Croucher engineer develops miniaturised organic semiconductor for flexible electronics
Be it foldable phones or bendable televisions, electronics manufacturers see enormous potential market appeal in “flexible electronics”.
The technological components behind these flexible electronics are organic field effect transistors (OFETs), which form the building blocks of electronics that use organic semiconductors to generate an electric current. Compared with non-organic field effect transistors, they are mechanically flexible, highly sensitive, biocompatible, tunable, and can be fabricated at low cost, providing a competitive edge for the production of wearable electronics, conformal health monitoring sensors, and bendable displays.
However, mass production has previously proved elusive due to the difficulty in miniaturising OFETs while retaining performance.
Now, Dr Paddy Chan Kwok Leung (Croucher Studentship 1994), of the University of Hong Kong (HKU), and his research team in the Department of Mechanical Engineering have devised a solution to miniaturise organic semiconductors that overcomes this hurdle by developing a staggered structure monolayer OFET.
The new transistor demonstrates a low normalised contact resistance of 40 Ω -cm. Compared with conventional devices with a contact resistance of 1,000 Ω -cm, the new device can save 96 per cent of power dissipation at contact when running the device at the same current level.

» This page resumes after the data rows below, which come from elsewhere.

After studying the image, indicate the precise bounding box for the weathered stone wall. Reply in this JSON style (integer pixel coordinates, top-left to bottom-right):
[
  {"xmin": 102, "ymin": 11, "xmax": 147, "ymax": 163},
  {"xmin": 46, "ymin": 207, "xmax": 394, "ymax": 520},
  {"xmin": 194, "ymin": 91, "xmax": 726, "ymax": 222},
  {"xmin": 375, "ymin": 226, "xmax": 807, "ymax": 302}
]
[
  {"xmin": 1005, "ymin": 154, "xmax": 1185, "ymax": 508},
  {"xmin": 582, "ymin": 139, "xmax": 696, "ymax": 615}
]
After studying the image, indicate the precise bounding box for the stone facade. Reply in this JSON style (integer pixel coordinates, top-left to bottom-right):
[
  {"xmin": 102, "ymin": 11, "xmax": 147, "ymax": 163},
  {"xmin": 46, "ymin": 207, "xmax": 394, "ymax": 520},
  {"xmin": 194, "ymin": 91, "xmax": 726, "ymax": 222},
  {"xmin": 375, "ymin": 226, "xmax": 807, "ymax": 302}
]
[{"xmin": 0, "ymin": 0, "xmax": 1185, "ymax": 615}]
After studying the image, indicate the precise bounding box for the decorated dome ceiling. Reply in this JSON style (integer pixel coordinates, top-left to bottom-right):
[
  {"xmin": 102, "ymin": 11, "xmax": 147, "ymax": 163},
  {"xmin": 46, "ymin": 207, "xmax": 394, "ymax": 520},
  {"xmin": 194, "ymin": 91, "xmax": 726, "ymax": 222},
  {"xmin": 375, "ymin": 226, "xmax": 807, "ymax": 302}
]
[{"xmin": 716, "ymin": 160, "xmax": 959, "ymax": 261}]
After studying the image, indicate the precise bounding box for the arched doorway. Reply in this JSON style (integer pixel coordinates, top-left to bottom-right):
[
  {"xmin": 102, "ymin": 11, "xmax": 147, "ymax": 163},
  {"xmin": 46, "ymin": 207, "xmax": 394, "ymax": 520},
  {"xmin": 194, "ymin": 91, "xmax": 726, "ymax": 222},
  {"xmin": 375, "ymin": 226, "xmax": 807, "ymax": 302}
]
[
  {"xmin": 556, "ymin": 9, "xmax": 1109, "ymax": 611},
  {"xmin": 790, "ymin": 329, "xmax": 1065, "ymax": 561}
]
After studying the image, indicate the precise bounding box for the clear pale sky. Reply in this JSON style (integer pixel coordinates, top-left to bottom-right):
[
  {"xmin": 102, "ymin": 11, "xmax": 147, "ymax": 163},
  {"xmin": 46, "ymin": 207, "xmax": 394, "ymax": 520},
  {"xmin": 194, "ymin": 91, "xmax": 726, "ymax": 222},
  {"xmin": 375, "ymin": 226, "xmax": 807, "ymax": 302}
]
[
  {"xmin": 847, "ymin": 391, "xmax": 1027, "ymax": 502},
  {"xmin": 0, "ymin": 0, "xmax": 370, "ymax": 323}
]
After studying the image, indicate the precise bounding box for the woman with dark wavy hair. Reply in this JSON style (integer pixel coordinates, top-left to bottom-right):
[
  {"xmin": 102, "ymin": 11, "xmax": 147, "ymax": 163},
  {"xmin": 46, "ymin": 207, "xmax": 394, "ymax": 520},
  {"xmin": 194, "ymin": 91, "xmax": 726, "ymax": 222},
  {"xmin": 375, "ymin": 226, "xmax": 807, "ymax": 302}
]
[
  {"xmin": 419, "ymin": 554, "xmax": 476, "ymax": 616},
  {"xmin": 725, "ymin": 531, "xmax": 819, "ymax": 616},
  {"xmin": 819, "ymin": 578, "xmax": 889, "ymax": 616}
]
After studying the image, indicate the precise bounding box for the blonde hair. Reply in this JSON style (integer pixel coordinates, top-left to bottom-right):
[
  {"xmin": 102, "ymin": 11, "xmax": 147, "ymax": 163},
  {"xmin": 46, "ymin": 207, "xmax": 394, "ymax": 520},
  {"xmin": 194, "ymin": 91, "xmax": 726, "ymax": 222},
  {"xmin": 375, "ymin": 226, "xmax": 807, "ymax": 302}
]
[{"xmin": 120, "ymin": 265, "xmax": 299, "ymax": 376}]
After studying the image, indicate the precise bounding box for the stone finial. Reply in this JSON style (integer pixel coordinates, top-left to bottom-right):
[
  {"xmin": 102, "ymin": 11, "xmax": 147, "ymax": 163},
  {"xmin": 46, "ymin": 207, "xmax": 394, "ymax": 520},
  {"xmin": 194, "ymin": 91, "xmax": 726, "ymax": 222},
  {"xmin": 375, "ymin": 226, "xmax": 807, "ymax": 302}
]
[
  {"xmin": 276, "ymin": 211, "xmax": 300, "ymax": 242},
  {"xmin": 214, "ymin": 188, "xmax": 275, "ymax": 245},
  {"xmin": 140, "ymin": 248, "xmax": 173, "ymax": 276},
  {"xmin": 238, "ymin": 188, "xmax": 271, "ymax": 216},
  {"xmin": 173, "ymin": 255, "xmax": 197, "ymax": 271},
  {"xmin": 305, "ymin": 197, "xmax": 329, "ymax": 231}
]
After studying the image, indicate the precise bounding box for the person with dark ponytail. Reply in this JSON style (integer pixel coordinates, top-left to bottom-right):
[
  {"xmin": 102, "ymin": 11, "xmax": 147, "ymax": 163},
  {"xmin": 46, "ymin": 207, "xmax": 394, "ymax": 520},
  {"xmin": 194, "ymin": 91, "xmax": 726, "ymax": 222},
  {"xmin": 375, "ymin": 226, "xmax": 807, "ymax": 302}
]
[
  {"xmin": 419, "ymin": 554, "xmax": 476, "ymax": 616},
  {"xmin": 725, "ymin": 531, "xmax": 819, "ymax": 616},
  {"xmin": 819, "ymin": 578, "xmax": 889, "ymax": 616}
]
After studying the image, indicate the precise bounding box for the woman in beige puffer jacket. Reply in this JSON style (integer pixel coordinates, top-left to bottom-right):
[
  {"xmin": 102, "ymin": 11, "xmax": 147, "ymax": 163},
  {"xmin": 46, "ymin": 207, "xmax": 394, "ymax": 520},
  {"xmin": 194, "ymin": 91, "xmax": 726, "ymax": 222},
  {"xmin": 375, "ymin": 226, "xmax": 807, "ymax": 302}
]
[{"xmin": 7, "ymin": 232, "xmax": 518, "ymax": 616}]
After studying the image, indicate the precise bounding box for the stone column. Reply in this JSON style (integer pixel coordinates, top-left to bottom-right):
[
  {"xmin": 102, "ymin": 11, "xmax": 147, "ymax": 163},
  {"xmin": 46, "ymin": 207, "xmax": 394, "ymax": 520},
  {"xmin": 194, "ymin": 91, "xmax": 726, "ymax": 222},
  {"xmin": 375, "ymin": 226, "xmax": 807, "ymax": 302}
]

In addition to saving energy, heat generated in the system can be greatly reduced, minimising the chances of semiconductor failure.
The findings have been published in Advanced Materials and a US patent filed for the innovation.

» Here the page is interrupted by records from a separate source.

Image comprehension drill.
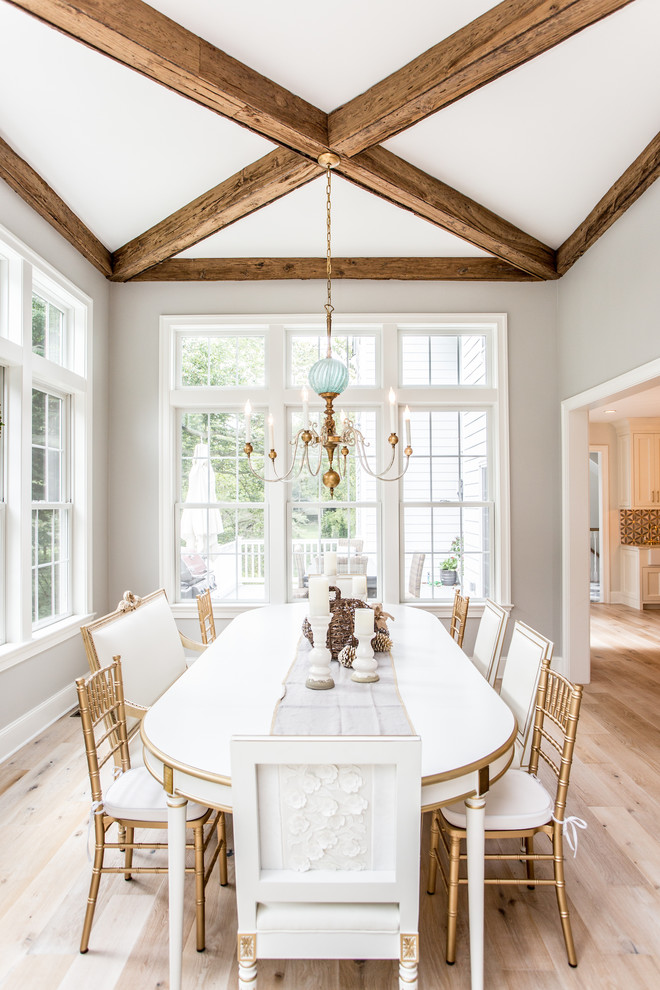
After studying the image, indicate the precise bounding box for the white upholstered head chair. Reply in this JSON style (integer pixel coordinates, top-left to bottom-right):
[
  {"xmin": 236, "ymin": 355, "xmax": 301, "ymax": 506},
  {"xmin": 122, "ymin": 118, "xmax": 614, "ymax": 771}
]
[
  {"xmin": 472, "ymin": 598, "xmax": 509, "ymax": 685},
  {"xmin": 231, "ymin": 736, "xmax": 421, "ymax": 990},
  {"xmin": 500, "ymin": 622, "xmax": 553, "ymax": 766},
  {"xmin": 80, "ymin": 588, "xmax": 204, "ymax": 718}
]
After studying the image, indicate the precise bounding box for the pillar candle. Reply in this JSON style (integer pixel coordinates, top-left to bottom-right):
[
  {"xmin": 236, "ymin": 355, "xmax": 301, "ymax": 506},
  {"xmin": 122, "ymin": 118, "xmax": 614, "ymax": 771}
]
[
  {"xmin": 355, "ymin": 608, "xmax": 374, "ymax": 636},
  {"xmin": 389, "ymin": 388, "xmax": 396, "ymax": 433},
  {"xmin": 300, "ymin": 385, "xmax": 309, "ymax": 430},
  {"xmin": 333, "ymin": 576, "xmax": 354, "ymax": 598},
  {"xmin": 309, "ymin": 574, "xmax": 330, "ymax": 615},
  {"xmin": 351, "ymin": 574, "xmax": 367, "ymax": 601}
]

“On the basis of our achievement, we can further reduce the dimensions of OFETs and push them to a sub-micrometre scale, a level compatible with their inorganic counterparts,” Chan said, pointing out that the new OFETs would also still function effectively with regard to their unique organic properties. This was critical for commercialisation of related research, he noted.

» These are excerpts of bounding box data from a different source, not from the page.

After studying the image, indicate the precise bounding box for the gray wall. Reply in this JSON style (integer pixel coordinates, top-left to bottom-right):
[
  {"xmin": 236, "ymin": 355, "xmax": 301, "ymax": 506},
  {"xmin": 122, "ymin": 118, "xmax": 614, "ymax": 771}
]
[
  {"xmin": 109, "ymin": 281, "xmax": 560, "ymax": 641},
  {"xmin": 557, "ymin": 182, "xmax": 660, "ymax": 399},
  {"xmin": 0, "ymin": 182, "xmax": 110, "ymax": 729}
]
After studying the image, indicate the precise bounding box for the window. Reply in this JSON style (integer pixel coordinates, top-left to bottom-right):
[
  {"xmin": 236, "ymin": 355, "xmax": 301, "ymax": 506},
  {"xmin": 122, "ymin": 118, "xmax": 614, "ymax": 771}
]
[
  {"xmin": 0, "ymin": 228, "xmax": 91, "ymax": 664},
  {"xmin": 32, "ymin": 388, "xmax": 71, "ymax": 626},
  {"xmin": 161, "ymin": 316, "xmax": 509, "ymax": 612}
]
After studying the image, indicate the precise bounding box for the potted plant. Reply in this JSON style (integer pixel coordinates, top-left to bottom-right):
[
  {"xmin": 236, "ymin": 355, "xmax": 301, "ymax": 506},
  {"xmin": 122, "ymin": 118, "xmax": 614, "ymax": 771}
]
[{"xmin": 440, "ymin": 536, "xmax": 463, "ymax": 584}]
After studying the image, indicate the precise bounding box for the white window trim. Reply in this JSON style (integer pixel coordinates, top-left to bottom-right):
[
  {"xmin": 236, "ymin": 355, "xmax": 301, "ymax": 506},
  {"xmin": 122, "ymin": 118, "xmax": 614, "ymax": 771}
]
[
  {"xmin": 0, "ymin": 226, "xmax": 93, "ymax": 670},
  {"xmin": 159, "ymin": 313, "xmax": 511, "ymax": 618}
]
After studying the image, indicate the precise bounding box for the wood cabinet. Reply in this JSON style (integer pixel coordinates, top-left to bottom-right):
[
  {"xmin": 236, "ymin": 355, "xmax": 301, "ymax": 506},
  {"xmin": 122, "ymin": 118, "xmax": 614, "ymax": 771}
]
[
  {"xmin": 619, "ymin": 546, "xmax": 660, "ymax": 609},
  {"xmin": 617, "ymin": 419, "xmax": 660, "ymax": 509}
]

“If flexible OFETs work, many traditional, rigid-based electronics, such as display panels, computers, and cell phones, [could be] transformed to become flexible and foldable.” These future devices would be much lighter and cost less to produce. “Moreover, given their organic nature, they are more likely to be biocompatible for advanced medical applications, such as sensors tracking brain activities or neural spike sensing, and in precision diagnosis of brain-related illnesses, such as epilepsy,” Chan said.
Chan’s team is currently working with researchers at the HKU Faculty of Medicine and biomedical engineering experts at City University of Hong Kong to integrate miniaturised OFETs into a flexible circuit on a polymer microprobe for neural spike detections in-vivo on a mouse brain under different external stimulations. They also plan to integrate the OFETs with surgical tools, such as catheter tubes, to sense brain activities directly in order to locate abnormal brain activation.
“Our OFETs provide a much better signal-to-noise ratio. Therefore, we expect [to be able to] pick up some weak signals that could not be detected before using a conventional bare electrode for sensing,” Chan explained.
According to Chan, the researchers’ goal has been to connect applied research with fundamental science and extend the horizons of OFET research and applications. Now, OFETs were ready for applications related to large area display backplanes and surgical tools, he said.
Dr Paddy KL Chan is Associate Professor of Mechanical Engineering at the University of Hong Kong. He received both his MSc in Electrical Engineering and Computer Science and PhD in Mechanical Engineering from the University of Michigan. He was awarded a Croucher Studentship in 1994.